You can walk around inside, though are are not supposed to.
This is the bottom of a storage silo. The grain would pour out of here.
You can climb in from bottom. This is a view from the inside where the grain was stored. It makes for a remarkable echo chamber.
This is a poor quality video. And it sounds so much better in person.
It’s takes a few hours, but it’s a nice bike ride to Niagara Falls from where I live.

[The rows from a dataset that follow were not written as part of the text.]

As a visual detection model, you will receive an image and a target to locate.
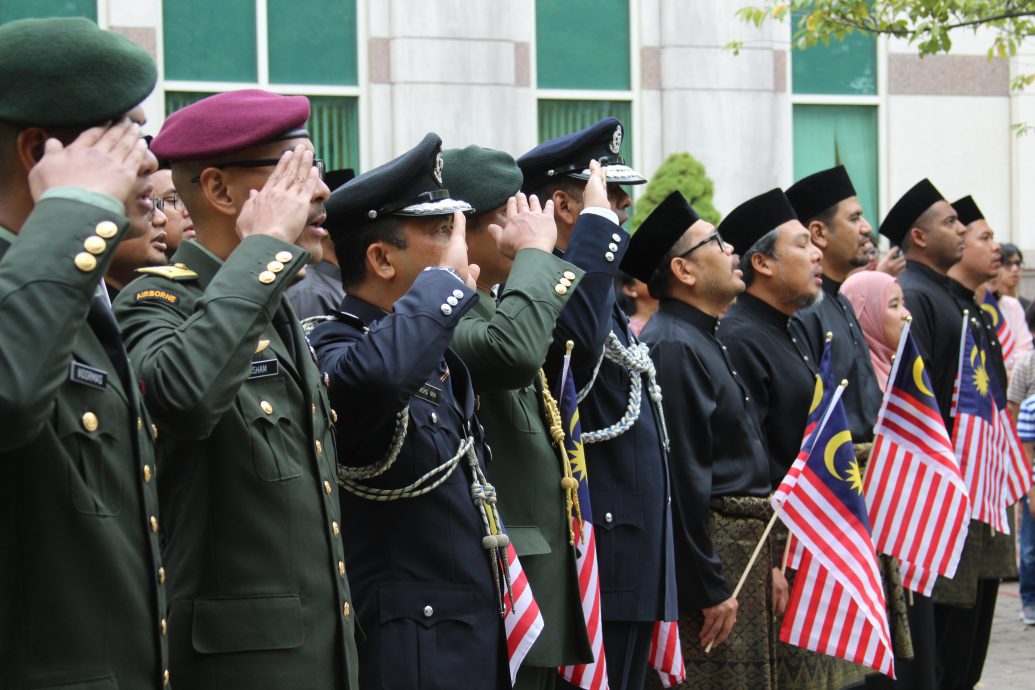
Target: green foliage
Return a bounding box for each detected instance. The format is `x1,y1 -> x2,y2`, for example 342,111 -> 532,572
631,152 -> 721,232
733,1 -> 1035,64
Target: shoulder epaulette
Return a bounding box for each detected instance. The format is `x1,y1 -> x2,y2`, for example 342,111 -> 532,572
135,263 -> 198,281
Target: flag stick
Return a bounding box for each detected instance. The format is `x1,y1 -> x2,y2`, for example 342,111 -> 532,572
705,509 -> 780,654
780,532 -> 792,574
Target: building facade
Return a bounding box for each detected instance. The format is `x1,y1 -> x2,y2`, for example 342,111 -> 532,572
5,0 -> 1033,265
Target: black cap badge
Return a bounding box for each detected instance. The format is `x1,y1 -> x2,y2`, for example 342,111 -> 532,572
433,152 -> 444,186
610,125 -> 622,155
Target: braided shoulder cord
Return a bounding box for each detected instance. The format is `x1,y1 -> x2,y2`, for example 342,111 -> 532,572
300,314 -> 335,336
580,331 -> 671,453
539,369 -> 583,545
466,444 -> 514,616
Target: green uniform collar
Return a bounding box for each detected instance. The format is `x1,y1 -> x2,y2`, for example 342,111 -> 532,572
0,224 -> 16,246
169,238 -> 223,288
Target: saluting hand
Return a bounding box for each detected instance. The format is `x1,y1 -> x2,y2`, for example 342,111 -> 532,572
583,158 -> 610,211
487,192 -> 557,259
439,210 -> 479,291
29,118 -> 155,208
236,146 -> 319,245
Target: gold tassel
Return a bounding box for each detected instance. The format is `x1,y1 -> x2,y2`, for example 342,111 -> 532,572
540,367 -> 583,545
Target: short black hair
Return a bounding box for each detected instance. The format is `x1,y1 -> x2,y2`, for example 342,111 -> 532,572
529,176 -> 584,207
1002,242 -> 1023,264
335,215 -> 407,289
740,228 -> 780,288
809,200 -> 839,229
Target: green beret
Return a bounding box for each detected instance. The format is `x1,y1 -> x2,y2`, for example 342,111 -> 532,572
0,17 -> 156,128
442,146 -> 523,216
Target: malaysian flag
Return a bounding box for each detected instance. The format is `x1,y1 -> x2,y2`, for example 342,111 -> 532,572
647,620 -> 685,688
502,535 -> 545,685
980,288 -> 1016,370
556,350 -> 609,690
951,312 -> 1031,534
776,336 -> 834,570
864,322 -> 971,596
772,391 -> 895,678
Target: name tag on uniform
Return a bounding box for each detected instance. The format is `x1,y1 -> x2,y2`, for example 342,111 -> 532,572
249,358 -> 279,379
415,383 -> 442,406
69,361 -> 107,389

Me and my youngest, looking for driftwood along the Niagara River. Across the river is Canada.
Autumn Sublime
Apples
Are nutritious and
Deciduous.
Today
I walk all day along the railroad lines.
Occasionally I stop to throw rocks at utility poles. Mostly
I miss. I will do this again tomorrow.
Notes #4
In this ninja sky
An insomnia of love
Is absolutely possible.
The Whirlwind in Your Heart
Make use of what you peruse.
Aim was made to be wrestled.
If not
For the whirlwind in your heart
The sky would not be round.
The Poem
A single note
And prose-proof.
Serious and Not Serious
Blockheads of poetry,
Concrete hearts
Enamored of
Birdbaths and barbwire.
Look!
An oboe jumping from a plane
Imitating an asteroid.
Unzip Space
Darkness doesn’t come from anywhere.
It never did and it never will.
To scribble out this uncanny dictation,
Of futuristic leanings while footing graffiti high-wires,
A steady diet of clouds and dusk ribbons,
The poesy of winged chance presses for uncertainty,
Late summer asters for a steering wheel,
While standing on the handlebars of rocket ships,
Err on the side of poetry,
Like a full-grown beard on a butterfly,
A pittance of infinity to push off from,
Into the rummage of beauty and farewells,
Swung into a metaphysical orbit
Of awe inducing perspective,
The weight of everything coexists
With everything.
The self is cosmically real,
And certainly, more fictitious than thunder disappearing
Between the fingertips of the moon,
A grave and magnificent contest drawn in the dust of stars.
Park bench, the library, a light lunch, and coffee,
Of each lay step amounting
Somehow to the heart’s brimming light,
The blue sky, suddenly thinking, “equipped with in each of us that part of us
That turns with the universe,” the afternoon is warm for late
Summer, the library was empty, I may have even
Said this out loud, “on the way home, I walked
To the river, and I stood
There till I couldn’t tell either from another,”
The trees are beginning to lose their leaves,
It’s 225 million years to make it around the galaxy,
I wrote, “Dusk like shadows in magic clothes,”
At some point during my supper,
In a letter and put it in a tree for the birds to look at,
I laid down and waited to feel the continental drift,
To hear the crickets at night in the garden through the kitchen
Window, and as quietly as the ant
Walks, the moon crosses the sky.
A Wooden Moon
A trumpet in a time travel movie
Of humans with tigers for brains.
Snippet
Late summer is a constellation, all stars and goldenrod,
A sonorous field, of insects and the nearby highway.
The first red in the leaves. Rocket-blue sky.
The Void
Plainly, in matchstick ash,
On the asphalt.
At minimum,
What particles are in play
In the dark.
Of Ethereal Biceps
It’s spring
And the moon is the wick
And I have only matches
For wings.
Observation
The daft insect
On the pane
Like the photocopy of a verse.
Notes #3
I spent all morning
With
A trilogy of daises,
The
Galaxy
Between my ears.
I spent the afternoon
Feeding poetry
To pigeons.
And stars, depending on mass,
May end up as holes
In the ground of the universe.
Distance is one of poetry’s geometries.